The role of miming in the education of the deaf is explored by Jonathan Rée in I See a Voice: A Philosophical History (1999), explaining how in 1799 Joseph-Marie de Gérando published a treatise promoting gestural language, and speculating as to whether such languages might achieve a par with spoken language. De Gérando considered it a “vulgar prejudice” that the proper expression of thought depended on the production of sounds. 

Yet in 1880, at the Second International Congress on Education of the Deaf, in Milan, sign language was declared inferior to speech, prompting the suppression of sign language in many deaf schools worldwide. In 2010, however, the 21st International Congress on the Education of the Deaf, in Vancouver, rejected the 1880 motions passed in Milan, and on 14 December 2017, the Irish Sign Language (ISL) Act was passed by the Dáil, recognising ISL as the native language of Deaf people and used by the Deaf community. 

Rée also lays bare the opinionated fault lines that have developed among those who have sought to address the communication and educational needs of those with impaired or absent hearing. It is a theme that is expanded upon by Elizabeth S Matthews of the National University of Ireland in the journal Population, Space, and Place (2011, 17: 361–376), where she cites evidence highlighting “the need for a socio-cultural perspective on deafness, breaking away from the traditional medical view of hearing impairment”. In the socio-cultural model of deafness, ‘Deaf’ is capitalised, indicating membership of “a cultural and linguistic minority group”, whereas lowercase ‘deaf’ signifies a hearing deficiency, and those identifying with the socio-cultural model of deafness do not necessarily consider themselves disabled. Indeed, the Irish Deaf Society (IDS) observes: “The Deaf community sees itself as a linguistic and cultural minority group as opposed to being disabled.” 

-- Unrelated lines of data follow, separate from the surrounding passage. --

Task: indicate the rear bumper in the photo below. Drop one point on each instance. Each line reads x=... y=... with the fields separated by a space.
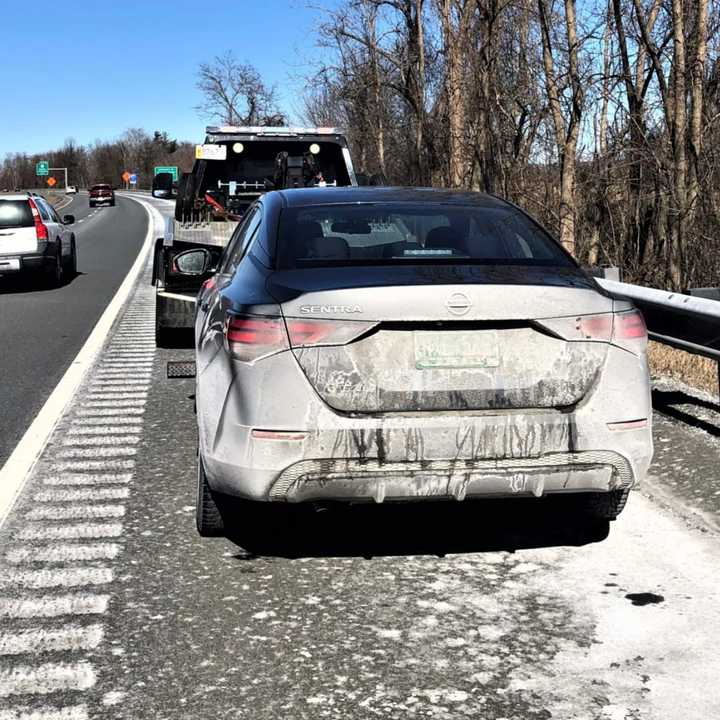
x=483 y=457
x=352 y=480
x=26 y=262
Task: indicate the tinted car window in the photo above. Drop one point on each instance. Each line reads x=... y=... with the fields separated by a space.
x=15 y=213
x=44 y=211
x=392 y=233
x=246 y=234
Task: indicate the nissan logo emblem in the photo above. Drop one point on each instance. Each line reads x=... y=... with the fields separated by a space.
x=458 y=303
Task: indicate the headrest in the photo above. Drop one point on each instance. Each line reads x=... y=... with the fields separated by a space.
x=444 y=237
x=328 y=248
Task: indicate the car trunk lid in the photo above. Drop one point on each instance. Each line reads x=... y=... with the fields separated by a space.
x=435 y=346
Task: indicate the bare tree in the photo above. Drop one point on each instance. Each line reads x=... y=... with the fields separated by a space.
x=566 y=123
x=234 y=93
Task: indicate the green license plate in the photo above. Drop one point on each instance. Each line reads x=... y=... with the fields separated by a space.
x=456 y=349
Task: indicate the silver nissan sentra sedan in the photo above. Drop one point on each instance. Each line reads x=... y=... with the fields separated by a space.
x=396 y=344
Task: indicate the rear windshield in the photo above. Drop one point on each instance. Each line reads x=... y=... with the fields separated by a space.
x=385 y=234
x=15 y=213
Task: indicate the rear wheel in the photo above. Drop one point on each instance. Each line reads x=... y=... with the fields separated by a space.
x=208 y=519
x=604 y=506
x=54 y=274
x=71 y=262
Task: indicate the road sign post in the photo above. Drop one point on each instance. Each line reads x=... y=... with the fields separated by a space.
x=172 y=169
x=64 y=170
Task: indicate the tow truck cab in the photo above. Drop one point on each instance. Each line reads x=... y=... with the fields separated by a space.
x=233 y=167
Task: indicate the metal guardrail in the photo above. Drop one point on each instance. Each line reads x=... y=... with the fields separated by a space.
x=686 y=322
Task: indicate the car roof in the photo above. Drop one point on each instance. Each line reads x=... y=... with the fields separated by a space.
x=17 y=196
x=304 y=197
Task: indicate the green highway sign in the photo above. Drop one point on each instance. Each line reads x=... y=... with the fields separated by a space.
x=172 y=169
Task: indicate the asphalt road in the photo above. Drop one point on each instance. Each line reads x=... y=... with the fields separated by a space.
x=41 y=330
x=112 y=607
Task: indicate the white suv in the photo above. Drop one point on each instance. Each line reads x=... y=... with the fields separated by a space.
x=34 y=239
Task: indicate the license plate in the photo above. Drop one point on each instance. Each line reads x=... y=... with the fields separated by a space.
x=9 y=264
x=456 y=349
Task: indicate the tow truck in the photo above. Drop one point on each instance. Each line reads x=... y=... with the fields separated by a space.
x=232 y=169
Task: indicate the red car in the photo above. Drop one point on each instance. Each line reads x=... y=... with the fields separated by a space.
x=101 y=194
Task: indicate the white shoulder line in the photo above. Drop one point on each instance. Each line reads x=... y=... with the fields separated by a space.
x=16 y=470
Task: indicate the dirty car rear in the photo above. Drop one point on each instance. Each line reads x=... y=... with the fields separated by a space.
x=387 y=344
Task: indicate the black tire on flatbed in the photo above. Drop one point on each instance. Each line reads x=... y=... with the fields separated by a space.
x=208 y=520
x=604 y=506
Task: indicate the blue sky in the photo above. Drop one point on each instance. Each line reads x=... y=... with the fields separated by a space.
x=89 y=70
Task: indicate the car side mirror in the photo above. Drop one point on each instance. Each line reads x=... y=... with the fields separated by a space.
x=193 y=262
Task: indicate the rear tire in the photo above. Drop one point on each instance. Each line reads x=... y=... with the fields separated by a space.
x=208 y=519
x=71 y=263
x=163 y=335
x=604 y=506
x=55 y=274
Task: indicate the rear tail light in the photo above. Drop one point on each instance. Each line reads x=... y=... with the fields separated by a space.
x=40 y=228
x=305 y=332
x=251 y=337
x=624 y=329
x=630 y=332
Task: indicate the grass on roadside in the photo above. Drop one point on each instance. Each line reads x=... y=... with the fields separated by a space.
x=696 y=371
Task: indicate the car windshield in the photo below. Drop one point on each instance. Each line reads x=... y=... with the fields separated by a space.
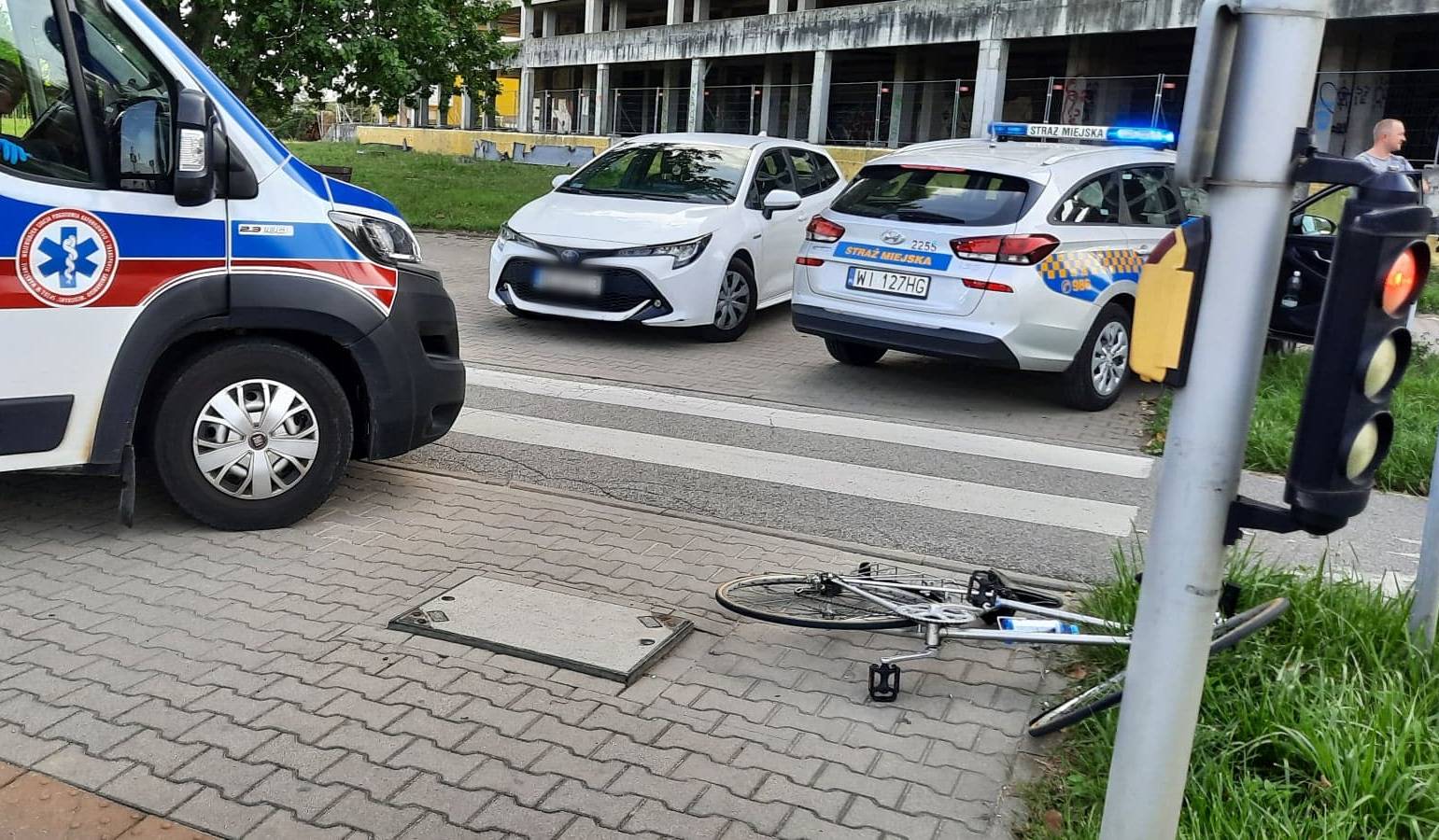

Similarly, in Everyone Here Spoke Sign Language (1985), anthropologist Nora Ellen Groce describes her investigation of hereditary deafness on the island of Martha’s Vineyard, Massachusetts. For around 300 years, up until the early 20th Century, the population contained a relatively high number of profoundly Deaf people. Groce notes how almost everyone, hearing and deaf alike, used an efficient sign language, and writes: “The most striking fact about these Deaf men and women is that they were not handicapped, because no one perceived their deafness as a handicap.” 

In this context, well-meaning individuals who look forward to the future eradication of deafness may be guilty of discrimination through inadvertence. For example, writing in the Journal of Deaf Studies and Deaf Education (2006; 11: 102–111), Hyde and Power consider ‘Some ethical dimensions of cochlear implantation for deaf children and their families’, finding that “parents of newly diagnosed deaf children are not provided with access to all the possibilities for their children, including that of a ‘Deaf life’.” Those responsible for implantation programmes, say the authors, should take care to address such issues when discussing the implantation counselling process with Deaf people. I cannot help thinking, however, that if Bobby could have had a cochlear implant that might have improved his hearing he would have jumped at the chance. Back then, Bobby was not part of a deaf (or Deaf) community; he was part of a family who struggled with, but largely ignored, his needs, and I for one feel no small measure of guilt that I could have done more to repay the many small kindnesses he bestowed on me. 

The IDS states that ISL “is the first and/or preferred language of 5,000 Deaf people in Ireland and approximately 40,000 people in general will communicate in ISL (family, friends, co-workers, etc)”. Sometimes I wonder how Bobby – now long gone – might have fared in a society such as today’s where he could have enjoyed a proper education that extended his horizons beyond those bounded by the landscapes of cheap paperback Westerns.